The evidence is growing that burnout in trainees, as well as in practicing physicians, comes at a cost to the physicians, those they interact with at home and work, and their patients.1 In their article in this issue entitled “Pediatric Resident Burnout and Attitudes Toward Patients,” Baer et al2 surveyed pediatric residents at 11 programs in New England to better understand the pathogenesis of burnout in these trainees; the goal was to assist in efforts to develop effective measures to prevent and/or address these maladaptive responses.

It is unsurprising to those who work with trainees that 101 of 258 pediatric residents reported being “burned-out.”35 In fact, many studies show higher rates of burnout in pediatric trainees (40%–75%) depending on site and year of training.6,7 In the study by Baer et al,2 there were no significant differences in burnout rates according to sex, race/ethnicity, and relationship or parental status; younger residents (<30 years of age) were slightly less likely to report burnout than older residents. Residency factors (year of training, program size and location, current rotation schedule, and hours worked in past week) were not associated with burnout. Sleep deprivation did correlate with burnout. Both perceived sleep deprivation and burnout were independent risk factors that predicted poorer self-reported quality of patient care (eg, discharging patients to make the service more manageable, making treatment or medication errors, feeling guilty about how a patient was treated).

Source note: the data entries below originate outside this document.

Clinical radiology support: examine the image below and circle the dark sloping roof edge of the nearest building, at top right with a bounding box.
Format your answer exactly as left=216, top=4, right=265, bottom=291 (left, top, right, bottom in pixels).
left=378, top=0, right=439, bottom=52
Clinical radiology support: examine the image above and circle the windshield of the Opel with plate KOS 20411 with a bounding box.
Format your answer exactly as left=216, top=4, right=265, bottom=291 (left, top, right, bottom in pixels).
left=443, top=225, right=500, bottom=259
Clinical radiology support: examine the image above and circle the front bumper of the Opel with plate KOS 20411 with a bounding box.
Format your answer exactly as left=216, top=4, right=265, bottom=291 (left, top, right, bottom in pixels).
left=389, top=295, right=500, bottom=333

The Consequences of Burnout

Burnout is all too common in trainees and practitioners, as well as in all members of the health care team. Burnout in physicians is associated with the following: (1) higher levels of job dissatisfaction and shorter job tenure; (2) more reported medical errors, negative attitudes toward patients, and patient dissatisfaction; and (3) on a personal level, more failed relationships, depression, alcohol abuse, and suicidal ideation.2 For the physician in training, the personal effects are sobering, including greater rates of neglect of family commitments, dysfunctional relationships, mental health disorders, and self-harm behaviors.8 Moreover, burnout in physicians is associated with more disruptive behaviors, as well as poorer staff relationships and performance in the workplace.

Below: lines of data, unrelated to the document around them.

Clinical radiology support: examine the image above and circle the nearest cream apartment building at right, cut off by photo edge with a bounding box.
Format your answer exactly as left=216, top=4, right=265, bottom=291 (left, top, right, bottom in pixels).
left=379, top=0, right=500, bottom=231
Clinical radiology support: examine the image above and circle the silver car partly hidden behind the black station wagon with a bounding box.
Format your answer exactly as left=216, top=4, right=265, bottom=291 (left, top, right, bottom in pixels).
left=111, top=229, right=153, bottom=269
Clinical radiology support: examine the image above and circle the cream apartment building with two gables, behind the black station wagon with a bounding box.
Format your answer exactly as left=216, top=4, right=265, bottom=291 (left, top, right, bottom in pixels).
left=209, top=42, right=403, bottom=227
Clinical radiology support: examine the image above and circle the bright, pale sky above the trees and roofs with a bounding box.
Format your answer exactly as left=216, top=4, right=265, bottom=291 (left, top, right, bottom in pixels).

A particular issue for pediatric trainees and pediatricians is that many especially valued traits, such as compassion, altruism, and perfectionism, also predispose to burnout when clinicians are pushed to mental or physical extremes.2 Burnout can also be regarded as a byproduct of the culture of medicine, exemplified by an educational system and profession that reward self-denial, persistence, and expert performance under trying conditions, driving learners to perfect clinical abilities with far less attention to the personal-social, leadership, and teamwork skills necessary to achieve success in our complex systems.9

The Call for Better Systems, Personal-Social Skills Development, and Perspectives

These consequences of burnout are not unique to medicine and have been described in many contemporary workplaces related to the increasingly complex tasks and “production facility” mindset that characterize much of modern work. Burnout and its downstream effects must be seen as both a systems issue and an individual issue. Systems issues, such as diminished physician and trainee sense of control, electronic health record burdens, misaligned social and financial rewards, and disengagement of trainees and physicians from workplace governance, are certainly problematic. Thoughtful efforts to address organizational issues with detailed methods that focus on the mismatch between the individual and the work must be part of the solution.10

Ideally, these systems approaches are complemented by person-centered, developmental methods to prevent and/or reduce burnout by building effective self-care skills, social support, and individual resilience in trainees and physicians. We are particularly encouraged with the attention now given to educational programs designed to develop resilience, empathy, self-compassion, and mindfulness. These efforts include: mindfulness training, presented through workshops11 and/or online modules12; CREW (Civility, Respect, and Engagement at Work) training to develop better civility and communication and to mitigate burnout in the workplace13; and comprehensive wellness curricula such as the University of Arizona’s Pediatric Integrative Medicine in Residency Curriculum14 and the American Academy of Pediatrics’ Resilience in the Face of Grief and Loss Resident Curriculum that focus on developing important cognitive and emotional skills of pediatric trainees to help them provide high-quality care while fostering their personal wellness and resilience.15 The Pediatric Residency Burnout–Resilience Study Consortium (www.pedsresresilience.com) was recently formed to provide an innovative research platform to address burnout and promote resilience in a contemporary cohort of pediatric trainees in 41 programs in the United States committed to this work.

Burnout is a serious problem with significant effects on pediatric trainees, colleagues, and patients. The problem is clear; the “Call to Action” is for our community to do the hard work to address systems factors and facilitate residents to develop the personal-social skills necessary for resilience in the face of the myriad stresses and difficult outcomes they will inevitably face. Lastly, these efforts will be most effective for trainees and physicians who retain the joy, passion, and purpose of the calling that is pediatrics.16 Modeling and encouraging this appreciation of our work should remain a high priority for all of us who care for our patients and our profession.